In verità, oggi si fa molto teatro e una “regia non la si nega a nessuno”. Cosa resterà dei tanti spettacoli che vengono anche autoprodotti? Ecco, lo spettro dell’Oblio, che si aggira proprio come lo spettro di Amleto. Ed ecco perché ci chiediamo, con insistenza, cosa rimarrà del teatro del Terzo Millennio, se non possiede una vera e propria arma di lotta per sconfiggere le malattie della civiltà, ormai imputridite? Vogliamo parlare di repertori? Vogliamo dire che, anziché vedere programmati i dubbi, le inconsistenze, le disuguaglianze del nostro vivere sociale, si portano in scena i loro surrogati, magari abbellendoli con apparati luminosi e con falsificazioni dei linguaggi.
Essendo specchio della realtà, il teatro deve portare in scena la realtà del suo tempo, non una sembianza di realtà, non una imitazione, né, tanto meno, dei brani, dei riassunti, deve saperla sbattere in faccia, magari sublimandola, evitando qualsiasi forma di travestimento e di facile eclettismo. Forse Il teatro avrebbe bisogno di stroncature, quelle che non ci sono più, perché è stato fatto di tutto per estinguere la critica. Vi ricordate i lunghi verbali della CONSULTA dei CRITICI? Vi ricordate i Documenti presentati dal PCI, PSI, DC? Vi ricordate i grandi spettacoli di Strehler, Ronconi, Squarzina, Nekrosius, Brook, solo per citare alcuni.
Oggi non c’è nulla che possa essere tramandato, ecco perché il teatro del terzo millennio è destinato all’OBLIO.
Per due mesi abbiamo letto circa trenta interventi di professionisti del teatro che, credo, nessun editore tramanderà alla Storia, con qualche pubblicazione, parecchi hanno fatto un elenco di numeri, ovvero di produzioni, di presenze del pubblico, di lavoratori dello spettacolo, nessuno ha teorizzato il presente, nessuno ha progettato un futuro.
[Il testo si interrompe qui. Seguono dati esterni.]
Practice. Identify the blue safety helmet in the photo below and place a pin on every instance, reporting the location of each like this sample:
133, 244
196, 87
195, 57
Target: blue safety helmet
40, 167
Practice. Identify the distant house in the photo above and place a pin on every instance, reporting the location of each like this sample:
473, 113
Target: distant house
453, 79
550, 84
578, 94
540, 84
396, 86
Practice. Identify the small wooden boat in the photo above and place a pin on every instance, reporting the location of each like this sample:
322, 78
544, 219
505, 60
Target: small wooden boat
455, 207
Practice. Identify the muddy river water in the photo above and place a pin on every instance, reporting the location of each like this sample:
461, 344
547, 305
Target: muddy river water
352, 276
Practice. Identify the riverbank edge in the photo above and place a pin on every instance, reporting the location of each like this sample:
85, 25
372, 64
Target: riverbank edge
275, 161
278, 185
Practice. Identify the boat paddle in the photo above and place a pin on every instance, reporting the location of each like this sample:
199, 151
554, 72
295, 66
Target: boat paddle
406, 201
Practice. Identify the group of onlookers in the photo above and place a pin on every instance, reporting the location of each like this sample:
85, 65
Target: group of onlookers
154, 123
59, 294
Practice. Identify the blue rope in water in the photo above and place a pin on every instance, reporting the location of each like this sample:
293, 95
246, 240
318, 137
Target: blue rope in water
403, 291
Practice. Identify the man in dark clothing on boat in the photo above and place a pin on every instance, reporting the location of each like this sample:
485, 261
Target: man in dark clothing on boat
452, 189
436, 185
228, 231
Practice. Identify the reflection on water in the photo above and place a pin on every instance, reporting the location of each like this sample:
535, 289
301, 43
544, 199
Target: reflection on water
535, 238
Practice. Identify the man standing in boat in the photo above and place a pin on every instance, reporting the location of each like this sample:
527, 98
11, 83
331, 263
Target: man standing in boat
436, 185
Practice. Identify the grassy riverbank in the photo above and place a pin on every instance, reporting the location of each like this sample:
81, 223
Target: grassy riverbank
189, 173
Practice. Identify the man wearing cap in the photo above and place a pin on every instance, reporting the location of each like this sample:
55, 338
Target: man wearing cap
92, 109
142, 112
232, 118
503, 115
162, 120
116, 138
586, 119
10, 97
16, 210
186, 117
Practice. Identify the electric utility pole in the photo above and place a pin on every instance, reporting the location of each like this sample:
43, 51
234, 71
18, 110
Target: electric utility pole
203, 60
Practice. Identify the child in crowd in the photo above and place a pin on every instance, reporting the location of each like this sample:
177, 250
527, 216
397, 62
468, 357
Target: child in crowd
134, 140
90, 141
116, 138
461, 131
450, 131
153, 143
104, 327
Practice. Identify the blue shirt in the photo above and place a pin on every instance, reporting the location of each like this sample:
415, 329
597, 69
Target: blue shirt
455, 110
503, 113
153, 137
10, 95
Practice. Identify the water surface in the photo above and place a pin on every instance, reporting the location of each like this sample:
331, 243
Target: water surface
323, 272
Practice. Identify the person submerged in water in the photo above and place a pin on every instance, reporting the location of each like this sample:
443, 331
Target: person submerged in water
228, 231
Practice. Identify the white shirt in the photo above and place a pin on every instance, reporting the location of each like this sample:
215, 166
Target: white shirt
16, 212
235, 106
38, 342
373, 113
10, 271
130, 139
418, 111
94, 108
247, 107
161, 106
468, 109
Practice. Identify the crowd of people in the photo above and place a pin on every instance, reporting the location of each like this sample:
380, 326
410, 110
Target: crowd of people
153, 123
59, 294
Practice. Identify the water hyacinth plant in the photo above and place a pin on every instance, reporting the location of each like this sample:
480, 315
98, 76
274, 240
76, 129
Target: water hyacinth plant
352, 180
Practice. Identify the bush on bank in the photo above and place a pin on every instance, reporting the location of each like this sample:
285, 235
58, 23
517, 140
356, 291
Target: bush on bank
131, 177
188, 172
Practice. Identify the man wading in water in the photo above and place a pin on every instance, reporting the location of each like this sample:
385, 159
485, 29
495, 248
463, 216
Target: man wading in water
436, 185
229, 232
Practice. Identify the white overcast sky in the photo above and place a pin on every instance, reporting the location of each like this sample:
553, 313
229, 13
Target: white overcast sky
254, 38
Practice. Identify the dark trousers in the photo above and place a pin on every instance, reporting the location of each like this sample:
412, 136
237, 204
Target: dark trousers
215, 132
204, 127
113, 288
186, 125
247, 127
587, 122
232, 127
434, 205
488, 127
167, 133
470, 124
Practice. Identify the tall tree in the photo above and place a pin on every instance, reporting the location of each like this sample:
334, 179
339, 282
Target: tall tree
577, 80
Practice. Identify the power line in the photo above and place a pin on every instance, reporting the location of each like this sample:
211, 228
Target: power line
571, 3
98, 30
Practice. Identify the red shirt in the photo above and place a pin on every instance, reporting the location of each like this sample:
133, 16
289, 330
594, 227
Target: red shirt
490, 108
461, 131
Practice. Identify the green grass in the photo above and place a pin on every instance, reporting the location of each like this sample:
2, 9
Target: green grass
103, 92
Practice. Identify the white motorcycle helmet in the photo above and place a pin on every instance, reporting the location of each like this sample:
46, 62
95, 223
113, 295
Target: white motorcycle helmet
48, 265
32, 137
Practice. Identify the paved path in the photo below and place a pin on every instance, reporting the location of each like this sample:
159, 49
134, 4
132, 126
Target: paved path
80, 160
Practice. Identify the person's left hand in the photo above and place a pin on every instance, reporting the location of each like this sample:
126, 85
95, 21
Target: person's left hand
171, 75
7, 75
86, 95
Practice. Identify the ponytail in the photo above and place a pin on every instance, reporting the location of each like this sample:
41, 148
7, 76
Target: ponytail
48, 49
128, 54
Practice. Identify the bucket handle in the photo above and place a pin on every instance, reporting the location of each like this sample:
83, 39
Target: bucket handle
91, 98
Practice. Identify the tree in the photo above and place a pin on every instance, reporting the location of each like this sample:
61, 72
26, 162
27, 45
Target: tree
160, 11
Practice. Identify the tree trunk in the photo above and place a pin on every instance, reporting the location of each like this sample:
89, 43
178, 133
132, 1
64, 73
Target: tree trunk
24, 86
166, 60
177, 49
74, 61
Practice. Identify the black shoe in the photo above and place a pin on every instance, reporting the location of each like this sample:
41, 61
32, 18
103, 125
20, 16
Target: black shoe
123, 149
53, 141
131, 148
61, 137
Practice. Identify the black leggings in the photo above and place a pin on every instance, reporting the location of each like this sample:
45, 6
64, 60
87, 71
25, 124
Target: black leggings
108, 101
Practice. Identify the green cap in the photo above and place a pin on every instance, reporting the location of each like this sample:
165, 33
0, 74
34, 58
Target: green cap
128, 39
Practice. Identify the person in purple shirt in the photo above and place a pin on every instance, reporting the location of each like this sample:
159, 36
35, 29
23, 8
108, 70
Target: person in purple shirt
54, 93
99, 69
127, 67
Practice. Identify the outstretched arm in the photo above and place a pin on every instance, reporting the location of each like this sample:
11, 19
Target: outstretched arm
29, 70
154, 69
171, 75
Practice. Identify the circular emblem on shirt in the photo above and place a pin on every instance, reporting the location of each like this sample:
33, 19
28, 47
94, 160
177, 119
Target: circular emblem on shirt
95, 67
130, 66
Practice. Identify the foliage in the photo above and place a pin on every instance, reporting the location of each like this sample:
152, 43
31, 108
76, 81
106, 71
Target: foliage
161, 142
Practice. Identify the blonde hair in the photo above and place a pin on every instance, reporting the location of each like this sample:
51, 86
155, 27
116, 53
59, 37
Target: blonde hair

Per molti di loro bastano i teatri pieni, il resto non conta, però un teatro che non sappia definire se stesso è destinato all’Oblio, che non è cessazione della memoria, ma cessazione del pensiero, incapace di eternizzare quello che c’è e quello che non c’è.
È vero, bisognerebbe superare il passato per non essere schiacciati dal ricordo, e poi?
Quale sarà il presente del teatro, tra venti, trenta anni, se non lascia alcun “materiale” da tramandare?